Monday, July 24, 2006

School dinners and markers of cardiovascular health and type 2 diabetes in 13-16 year olds.

Recent concern about the diets of British children and adolescents has focused on the nutritional content of school dinners. However, whether markers of nutrition, cardiovascular health, and type 2 diabetes differ between school pupils who eat school dinners and those whose school day meal is provided from home has been little studied. We have examined this question in a survey of state secondary school pupils.



Participants, methods, and results

The ten towns heart health study (third phase) took place in 72 secondary schools across England and Wales in 1998-2000. Parents gave written consent (response rate 66%). We assessed height, weight, waist and hip circumference, skinfold thicknesses, bioimpedance measurement (percentage body fat), and pubertal status. We measured blood pressure, and participants provided blood samples for measurements of plasma glucose, serum insulin, and blood lipids after an overnight fast. We measured serum leptin by radioimmunoassay, plasma vitamin C by high performance liquid chromatography, and serum folate by microbiological assay.



Participants indicated whether they usually ate a school dinner, had a meal from home, or made other eating arrangements. Parental occupation was provided by the parent (75%) or the participant (25%) to determine household social class. We used standard linear modelling procedures to determine adjusted means, log transforming variables when necessary. We fitted town as a fixed effect and school as a random effect to allow for clustering at school level.



Among pupils who ate school dinners, anthropometric markers of adiposity were slightly but not significantly lower; mean levels of leptin, systolic blood pressure, ratio of total cholesterol to high density lipoprotein cholesterol, glucose, insulin, and folate were significantly lower in this group. Although pupils whose parents were in unskilled occupations or unemployed were more likely to eat school dinners than those from other social groups (66%v 38%), the differences (apart from those in systolic blood pressure) remained statistically significant after adjustment for social class. Additional adjustment for pubertal status and physical activity level had no appreciable effect. Restricting the analysis of the school dinner group to pupils who were eligible for free school meals did not materially affect the results.



An investigation was conducted in 72 secondary schools in England and Wales in 1998-2000 to assess whether consumption or not of school dinners was associated with markers of cardiovascular health and type 2 diabetes in 13-16 yr olds. A total of 1112 pupils (53% boys, 47% girls) were studied. Among pupils consuming school dinners, mean levels of leptin, systolic blood pressure, ratio of total cholesterol to high density liopoprotein cholesterol, glucose, insulin and folate were significantly lower, and anthropometric markers of adiposity were slightly but not significantly lower than among pupils not consuming school dinners. Although pupils who consumed school dinners were more likely to have unskilled or unemployed parents, the differences remained significant after adjustment for social class. Additional adjustment for pubertal status and physical activity level did not affect results.

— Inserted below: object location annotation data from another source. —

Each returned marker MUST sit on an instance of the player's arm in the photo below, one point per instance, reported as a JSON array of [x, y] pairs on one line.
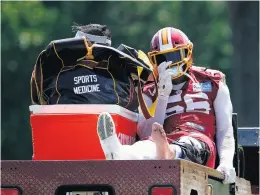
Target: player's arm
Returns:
[[224, 132], [144, 127]]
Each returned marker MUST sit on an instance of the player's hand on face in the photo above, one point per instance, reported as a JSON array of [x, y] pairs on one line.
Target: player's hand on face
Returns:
[[165, 79]]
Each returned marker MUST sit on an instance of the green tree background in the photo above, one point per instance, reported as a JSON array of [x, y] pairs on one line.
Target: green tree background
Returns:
[[225, 37]]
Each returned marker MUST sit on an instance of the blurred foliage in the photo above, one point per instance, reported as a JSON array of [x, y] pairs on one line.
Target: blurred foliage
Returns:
[[27, 28]]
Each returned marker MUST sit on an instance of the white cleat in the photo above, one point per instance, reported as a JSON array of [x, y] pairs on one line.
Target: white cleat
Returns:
[[107, 135]]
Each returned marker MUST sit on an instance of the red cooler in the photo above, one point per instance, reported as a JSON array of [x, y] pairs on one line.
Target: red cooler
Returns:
[[69, 132]]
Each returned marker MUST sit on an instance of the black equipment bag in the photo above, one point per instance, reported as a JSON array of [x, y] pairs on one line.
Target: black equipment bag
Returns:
[[71, 71]]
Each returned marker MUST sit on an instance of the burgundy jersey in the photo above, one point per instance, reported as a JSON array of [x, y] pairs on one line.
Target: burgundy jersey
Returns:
[[190, 110]]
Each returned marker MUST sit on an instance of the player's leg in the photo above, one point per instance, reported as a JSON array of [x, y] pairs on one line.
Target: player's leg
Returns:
[[193, 150], [163, 149], [186, 147], [112, 147]]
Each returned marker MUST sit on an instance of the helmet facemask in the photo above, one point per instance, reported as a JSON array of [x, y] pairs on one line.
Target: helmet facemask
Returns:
[[180, 56]]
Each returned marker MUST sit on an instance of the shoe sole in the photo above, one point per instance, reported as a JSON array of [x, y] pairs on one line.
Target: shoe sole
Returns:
[[106, 127]]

Differences in these markers between pupils consuming and not consuming school dinners were modest. It is suggested that the lower mean folate levels in pupils consuming school dinners indicates that increasing the folate content of school dinners might be advantageous. It is concluded that the average health status of pupils consuming school dinners is no worse (and may be better) than that of pupils consuming food supplied from home, suggesting that efforts to improve diet and nutrition of children and adolescents will need to extend beyond school dinners.



Comment

The differences in risk factor profile and nutritional status between pupils eating school dinners and those eating home meals were modest. Their long term importance remains uncertain, although if the differences in blood lipids, insulin, and leptin persist with increasing age these could be of public health importance. As the provision of school dinners has changed little in the past five years, the differences could be of continuing relevance. However, the extent to which the differences reflect dissimilarities in the composition of school dinners and home provided school meals or other aspects of the dietary patterns and health behaviours of the two groups remains uncertain.



Despite these uncertainties, we can draw two general conclusions. Firstly, the lower mean folate concentration seen among pupils eating school dinners suggests that new initiatives likely to increase the folate content of school dinners would be appropriate. Secondly, the other differences seen suggest that the average health status of pupils eating school dinners is no worse—and may actually be better—than that of pupils eating meals provided from home. This suggests that efforts to improve the diet and nutrition of British children and adolescents will need to extend beyond school dinners to tackle overall dietary patterns and their societal determinants if they are to be successful.